Fenerbahçeli futbolcular, Trabzonspor maçındaki saldırı ve ligden çekilme gündeminden sıyrıldıklarını gösterircesine, Adana Demirspor karşısında maça güçlü bir başlangıç yaptı. İlk 15 dakikada 3-0 olabilecek maç, kaleci İrfan Can Eğribayat'ın hediyesiyle devre bittiğinde 1-1'di.

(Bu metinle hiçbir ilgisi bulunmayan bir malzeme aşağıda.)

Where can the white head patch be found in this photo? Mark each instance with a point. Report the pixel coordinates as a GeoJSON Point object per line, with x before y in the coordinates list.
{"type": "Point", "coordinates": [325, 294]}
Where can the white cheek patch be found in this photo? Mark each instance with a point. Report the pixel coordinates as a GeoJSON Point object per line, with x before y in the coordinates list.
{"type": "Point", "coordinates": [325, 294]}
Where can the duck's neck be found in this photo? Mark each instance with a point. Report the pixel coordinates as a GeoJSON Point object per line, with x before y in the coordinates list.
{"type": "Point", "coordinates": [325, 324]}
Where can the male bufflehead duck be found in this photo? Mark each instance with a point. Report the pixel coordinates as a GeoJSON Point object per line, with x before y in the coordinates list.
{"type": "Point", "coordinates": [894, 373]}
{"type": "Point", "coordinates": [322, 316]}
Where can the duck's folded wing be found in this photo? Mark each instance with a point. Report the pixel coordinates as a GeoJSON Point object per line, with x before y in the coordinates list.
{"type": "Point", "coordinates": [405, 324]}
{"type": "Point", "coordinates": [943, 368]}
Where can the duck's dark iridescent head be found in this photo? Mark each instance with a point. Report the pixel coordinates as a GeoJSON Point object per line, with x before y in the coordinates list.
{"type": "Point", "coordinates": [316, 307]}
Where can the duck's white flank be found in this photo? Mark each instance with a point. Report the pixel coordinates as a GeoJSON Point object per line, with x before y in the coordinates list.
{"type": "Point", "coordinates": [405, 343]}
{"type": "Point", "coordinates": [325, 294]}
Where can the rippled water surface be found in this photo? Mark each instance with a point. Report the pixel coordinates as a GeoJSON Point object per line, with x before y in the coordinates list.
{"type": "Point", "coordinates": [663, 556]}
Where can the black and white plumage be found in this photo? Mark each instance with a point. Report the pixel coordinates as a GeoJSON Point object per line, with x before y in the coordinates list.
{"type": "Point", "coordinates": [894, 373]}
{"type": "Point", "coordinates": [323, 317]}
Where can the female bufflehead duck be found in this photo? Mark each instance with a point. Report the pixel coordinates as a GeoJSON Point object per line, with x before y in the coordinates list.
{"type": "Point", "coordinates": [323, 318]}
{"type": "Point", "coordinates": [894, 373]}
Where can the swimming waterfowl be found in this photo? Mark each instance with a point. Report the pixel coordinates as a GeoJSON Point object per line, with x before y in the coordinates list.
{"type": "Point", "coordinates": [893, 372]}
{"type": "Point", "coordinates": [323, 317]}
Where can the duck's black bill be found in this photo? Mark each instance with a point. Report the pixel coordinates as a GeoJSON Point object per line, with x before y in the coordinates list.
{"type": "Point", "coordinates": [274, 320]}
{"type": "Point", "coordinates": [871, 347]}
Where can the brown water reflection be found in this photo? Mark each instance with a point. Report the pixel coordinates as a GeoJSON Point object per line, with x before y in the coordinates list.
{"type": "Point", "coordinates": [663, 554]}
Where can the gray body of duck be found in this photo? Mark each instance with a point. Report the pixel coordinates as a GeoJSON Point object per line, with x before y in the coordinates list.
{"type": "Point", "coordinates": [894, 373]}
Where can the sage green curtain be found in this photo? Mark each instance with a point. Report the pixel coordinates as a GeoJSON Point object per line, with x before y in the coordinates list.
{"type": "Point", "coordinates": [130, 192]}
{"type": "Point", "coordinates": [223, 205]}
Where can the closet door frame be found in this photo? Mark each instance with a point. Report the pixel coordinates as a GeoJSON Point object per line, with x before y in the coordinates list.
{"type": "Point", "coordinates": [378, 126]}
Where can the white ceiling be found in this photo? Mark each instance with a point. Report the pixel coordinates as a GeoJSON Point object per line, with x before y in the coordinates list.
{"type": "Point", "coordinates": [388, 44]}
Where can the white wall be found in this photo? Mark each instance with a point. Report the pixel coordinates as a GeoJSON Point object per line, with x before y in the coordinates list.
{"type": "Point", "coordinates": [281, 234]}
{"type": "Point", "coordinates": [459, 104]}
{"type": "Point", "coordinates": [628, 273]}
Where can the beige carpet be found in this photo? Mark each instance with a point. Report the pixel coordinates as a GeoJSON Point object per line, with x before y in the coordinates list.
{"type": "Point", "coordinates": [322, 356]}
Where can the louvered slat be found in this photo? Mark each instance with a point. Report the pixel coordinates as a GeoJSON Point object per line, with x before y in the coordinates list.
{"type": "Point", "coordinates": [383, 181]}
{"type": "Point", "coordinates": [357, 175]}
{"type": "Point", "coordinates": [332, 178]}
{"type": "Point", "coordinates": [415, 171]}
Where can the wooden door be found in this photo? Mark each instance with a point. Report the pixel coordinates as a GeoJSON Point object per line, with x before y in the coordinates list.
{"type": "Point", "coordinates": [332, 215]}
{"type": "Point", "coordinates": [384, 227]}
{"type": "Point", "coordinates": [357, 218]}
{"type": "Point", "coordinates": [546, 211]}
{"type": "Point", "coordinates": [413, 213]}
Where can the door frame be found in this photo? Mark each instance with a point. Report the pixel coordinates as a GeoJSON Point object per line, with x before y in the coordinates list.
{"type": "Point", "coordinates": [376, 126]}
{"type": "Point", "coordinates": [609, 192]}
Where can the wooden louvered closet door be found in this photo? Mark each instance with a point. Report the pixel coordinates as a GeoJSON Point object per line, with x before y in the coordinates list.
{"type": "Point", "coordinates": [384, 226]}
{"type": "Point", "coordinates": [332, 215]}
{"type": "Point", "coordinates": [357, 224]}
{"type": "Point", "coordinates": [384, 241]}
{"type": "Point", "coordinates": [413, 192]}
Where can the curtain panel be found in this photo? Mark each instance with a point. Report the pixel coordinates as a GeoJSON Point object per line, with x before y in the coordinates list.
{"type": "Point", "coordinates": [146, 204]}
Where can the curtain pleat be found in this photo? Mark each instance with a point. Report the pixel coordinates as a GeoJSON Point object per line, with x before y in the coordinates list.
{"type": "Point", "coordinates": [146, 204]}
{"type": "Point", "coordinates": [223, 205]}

Ancak Kadıköy'deki son maçların aksine, takımın ortaya koyduğu tavır, skoru lehlerine çevirebilecekleri görüntüsü veriyordu. Nitekim top toplayıcının kilit pası, İrfan Can'ın konsantrasyonu ile birleşince Dzeko'ya golü atmak kaldı. Tadic'in enfes şutuyla skor 3-1'e gelince, takım mental bir rahatlama yaşadı.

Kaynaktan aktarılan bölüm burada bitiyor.